One area in which Kansas rated low is in “Public Access to Information.” Kansas received a letter grade of “C” in this area. Hancock wrote: “On paper, Kansas has a fairly extensive law, known as the Kansas Open Records Act, or KORA, that is meant to ensure public access to official government records. But enforcement of the measure is left largely to the discretion of the state attorney general and local prosecutors who, according to interviews with researchers and media professionals, may be reluctant to take action. The only other option for citizens seeking records is to file civil lawsuits at their own expense.”

Drilling down to more detail illustrates the discrepancy between what Kansas law says, and what actually happens in practice. On the question “Do citizens have a legal right of access to information?” Kansas received a score of 100 percent.

But on the important question “Is the right of access to information effective?” investigators gave Kansas a grade of 47 percent. Averaging these two scores might produce a letter grade of “C.” But looking at more detail reveals why Kansas is often ranked very low in the more important measure of actual access to records.

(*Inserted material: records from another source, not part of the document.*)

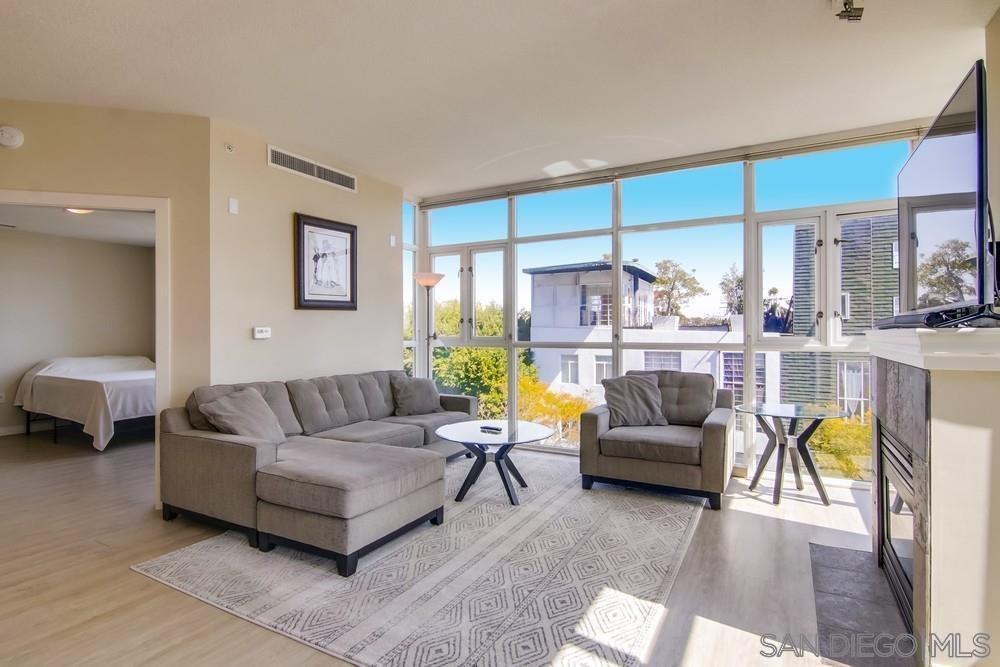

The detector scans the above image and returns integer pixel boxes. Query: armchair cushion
[626,371,715,427]
[601,375,667,428]
[600,425,701,466]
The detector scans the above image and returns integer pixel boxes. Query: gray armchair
[580,371,736,510]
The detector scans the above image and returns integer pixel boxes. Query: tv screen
[898,61,993,311]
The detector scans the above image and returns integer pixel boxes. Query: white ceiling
[0,204,156,247]
[0,0,1000,197]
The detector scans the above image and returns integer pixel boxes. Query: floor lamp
[413,271,444,379]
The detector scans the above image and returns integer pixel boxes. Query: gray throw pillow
[391,375,444,417]
[601,375,667,428]
[198,387,285,442]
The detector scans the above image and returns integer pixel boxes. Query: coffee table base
[750,415,830,505]
[455,442,528,505]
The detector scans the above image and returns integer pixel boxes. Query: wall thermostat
[0,125,24,148]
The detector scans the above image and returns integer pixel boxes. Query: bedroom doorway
[0,190,170,494]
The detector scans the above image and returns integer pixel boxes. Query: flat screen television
[879,60,996,327]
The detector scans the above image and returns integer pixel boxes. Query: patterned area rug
[132,451,703,666]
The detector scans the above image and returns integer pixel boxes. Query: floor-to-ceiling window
[402,202,417,375]
[404,139,909,477]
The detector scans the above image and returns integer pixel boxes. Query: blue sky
[404,141,909,316]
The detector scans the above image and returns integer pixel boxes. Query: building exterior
[525,261,780,404]
[524,230,898,416]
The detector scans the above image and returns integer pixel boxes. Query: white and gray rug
[132,451,703,666]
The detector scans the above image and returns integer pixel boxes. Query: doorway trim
[0,190,171,500]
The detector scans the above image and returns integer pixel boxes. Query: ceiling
[0,204,156,248]
[0,0,1000,197]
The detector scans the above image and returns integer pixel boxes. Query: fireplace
[876,429,918,632]
[872,358,930,652]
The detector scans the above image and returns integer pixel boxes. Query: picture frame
[294,213,358,310]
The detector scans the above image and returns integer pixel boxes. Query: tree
[917,239,976,308]
[763,287,795,334]
[653,259,708,315]
[719,264,743,315]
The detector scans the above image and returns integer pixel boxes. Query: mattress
[14,356,156,451]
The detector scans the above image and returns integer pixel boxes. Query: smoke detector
[837,0,865,23]
[0,125,24,148]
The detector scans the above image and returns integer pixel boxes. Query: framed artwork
[295,213,358,310]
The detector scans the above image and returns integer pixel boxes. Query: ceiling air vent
[267,144,358,192]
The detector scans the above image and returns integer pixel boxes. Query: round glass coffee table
[736,403,848,505]
[435,419,555,505]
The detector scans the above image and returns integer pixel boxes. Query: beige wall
[0,232,156,433]
[211,119,403,382]
[0,100,210,405]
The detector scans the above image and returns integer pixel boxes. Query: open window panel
[833,210,899,341]
[431,246,506,345]
[431,252,465,344]
[467,247,506,344]
[756,216,825,341]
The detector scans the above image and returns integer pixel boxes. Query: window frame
[559,354,580,385]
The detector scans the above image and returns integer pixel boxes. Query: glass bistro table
[736,403,848,505]
[437,419,554,505]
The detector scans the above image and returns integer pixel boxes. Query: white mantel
[865,328,1000,371]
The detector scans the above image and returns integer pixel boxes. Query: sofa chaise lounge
[160,371,478,576]
[580,371,736,510]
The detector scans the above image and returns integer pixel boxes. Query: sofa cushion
[379,412,472,449]
[626,371,715,427]
[198,387,285,442]
[313,420,424,447]
[256,439,445,519]
[185,382,302,435]
[286,377,351,435]
[601,375,667,427]
[392,375,444,417]
[600,424,701,466]
[356,371,398,419]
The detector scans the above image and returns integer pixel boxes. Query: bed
[14,356,156,451]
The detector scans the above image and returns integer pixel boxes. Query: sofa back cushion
[198,387,285,443]
[287,371,403,435]
[392,375,444,417]
[626,371,715,426]
[286,376,352,435]
[185,382,302,435]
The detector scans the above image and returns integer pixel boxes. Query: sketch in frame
[295,213,358,310]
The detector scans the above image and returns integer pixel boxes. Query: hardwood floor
[0,432,871,665]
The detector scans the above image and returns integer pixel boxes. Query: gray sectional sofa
[160,371,478,576]
[580,371,736,510]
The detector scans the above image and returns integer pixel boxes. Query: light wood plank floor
[0,433,870,665]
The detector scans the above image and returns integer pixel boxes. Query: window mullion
[611,179,624,377]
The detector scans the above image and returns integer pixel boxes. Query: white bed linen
[14,356,156,451]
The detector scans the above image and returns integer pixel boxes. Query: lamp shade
[413,271,444,287]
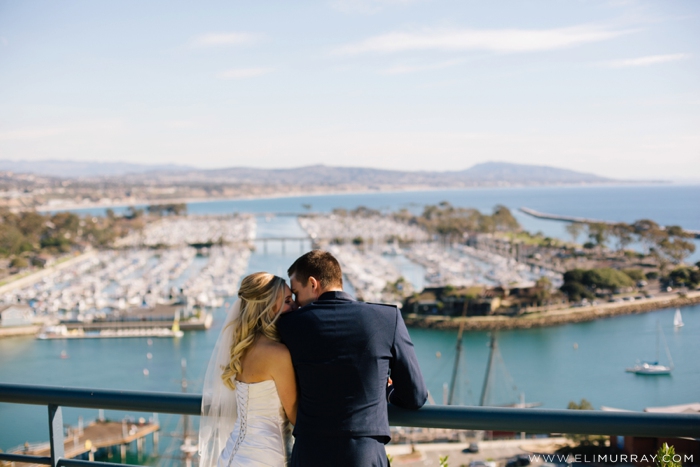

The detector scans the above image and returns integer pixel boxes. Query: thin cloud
[333,26,632,55]
[188,32,262,49]
[330,0,423,15]
[216,68,275,79]
[604,54,690,68]
[381,59,464,75]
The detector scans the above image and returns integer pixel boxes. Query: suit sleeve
[387,309,428,409]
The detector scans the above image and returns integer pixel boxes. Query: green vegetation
[0,210,143,269]
[560,268,635,302]
[416,201,520,238]
[665,266,700,289]
[146,203,187,216]
[622,268,647,281]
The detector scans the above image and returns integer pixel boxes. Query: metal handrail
[0,383,700,467]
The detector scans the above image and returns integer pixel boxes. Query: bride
[199,272,297,467]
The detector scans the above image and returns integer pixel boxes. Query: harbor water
[0,186,700,453]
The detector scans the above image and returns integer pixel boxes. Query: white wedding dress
[218,380,291,467]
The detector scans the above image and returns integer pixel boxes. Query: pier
[9,419,160,462]
[518,207,700,239]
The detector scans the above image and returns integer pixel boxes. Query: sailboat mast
[447,297,467,405]
[479,334,497,407]
[655,321,661,365]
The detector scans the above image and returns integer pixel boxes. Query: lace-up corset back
[219,380,290,467]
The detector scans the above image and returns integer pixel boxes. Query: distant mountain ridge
[0,160,615,186]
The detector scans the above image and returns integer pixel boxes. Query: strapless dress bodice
[218,380,291,467]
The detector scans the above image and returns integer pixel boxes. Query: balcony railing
[0,384,700,467]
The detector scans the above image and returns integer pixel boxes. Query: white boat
[673,308,684,328]
[626,323,673,375]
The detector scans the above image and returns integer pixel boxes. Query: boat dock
[9,419,160,461]
[518,207,700,239]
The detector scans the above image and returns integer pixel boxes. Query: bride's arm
[270,344,297,425]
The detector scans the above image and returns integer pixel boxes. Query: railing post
[49,405,64,467]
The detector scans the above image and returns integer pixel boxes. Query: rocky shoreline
[404,291,700,331]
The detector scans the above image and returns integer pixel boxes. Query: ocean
[0,185,700,458]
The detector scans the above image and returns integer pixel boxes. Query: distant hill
[0,160,194,178]
[458,162,611,183]
[0,160,614,186]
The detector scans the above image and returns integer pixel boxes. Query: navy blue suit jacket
[277,292,428,442]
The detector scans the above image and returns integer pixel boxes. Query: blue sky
[0,0,700,180]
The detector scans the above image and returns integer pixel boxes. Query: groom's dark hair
[287,250,343,289]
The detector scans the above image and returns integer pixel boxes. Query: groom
[277,250,428,467]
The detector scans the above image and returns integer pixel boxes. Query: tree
[10,256,29,269]
[586,222,610,247]
[610,222,634,251]
[566,399,594,410]
[491,204,520,232]
[566,222,586,243]
[656,225,695,264]
[632,219,663,254]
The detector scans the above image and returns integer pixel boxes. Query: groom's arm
[387,309,428,409]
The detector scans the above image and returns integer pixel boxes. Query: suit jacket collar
[314,291,355,303]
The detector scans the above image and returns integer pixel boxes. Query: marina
[9,418,160,465]
[0,190,700,465]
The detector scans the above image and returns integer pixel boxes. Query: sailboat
[673,308,684,328]
[626,322,673,375]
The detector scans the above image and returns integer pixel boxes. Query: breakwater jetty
[518,207,700,239]
[404,291,700,331]
[9,419,160,462]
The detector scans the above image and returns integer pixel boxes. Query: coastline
[31,181,640,212]
[404,291,700,331]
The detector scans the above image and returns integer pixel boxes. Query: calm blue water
[69,185,700,262]
[0,186,700,452]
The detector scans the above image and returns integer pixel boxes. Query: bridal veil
[199,299,241,467]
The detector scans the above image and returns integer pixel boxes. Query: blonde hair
[221,272,285,389]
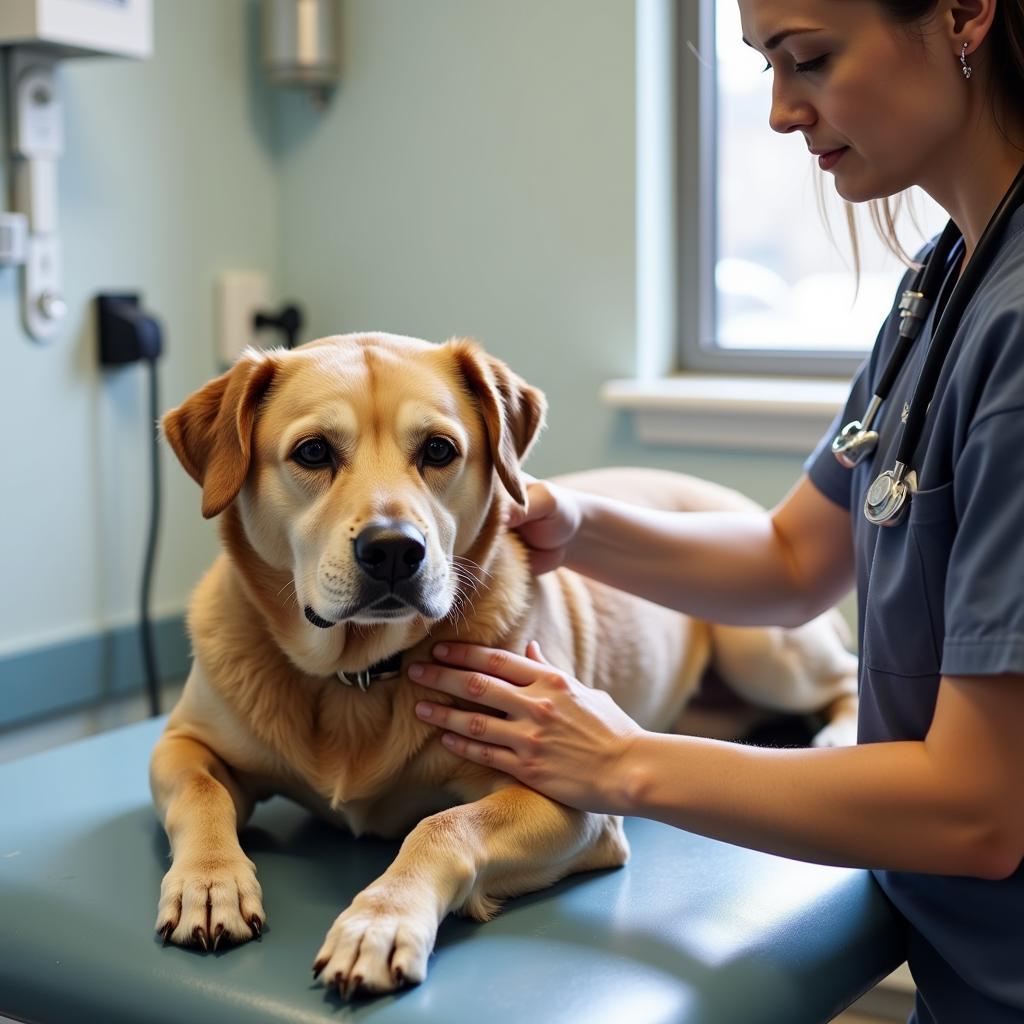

Drilling down farther, Kansas rated very low on these measures: “In practice, citizens can resolve appeals to access to information requests within a reasonable time period,” “In practice, citizens can resolve appeals to information requests at a reasonable cost,” “In practice, when necessary, the agency that monitors the application of access to information laws and regulations independently initiates investigations,” and “In practice, when necessary, the agency that monitors the application of access to information laws and regulations imposes penalties on offenders.” The last measure received a score of zero percent.

Those who have followed the struggle to have Wichita quasi-public agencies follow the Kansas Open Records Act shouldn’t be surprised by Kansas’ low score on the actual application of this important law.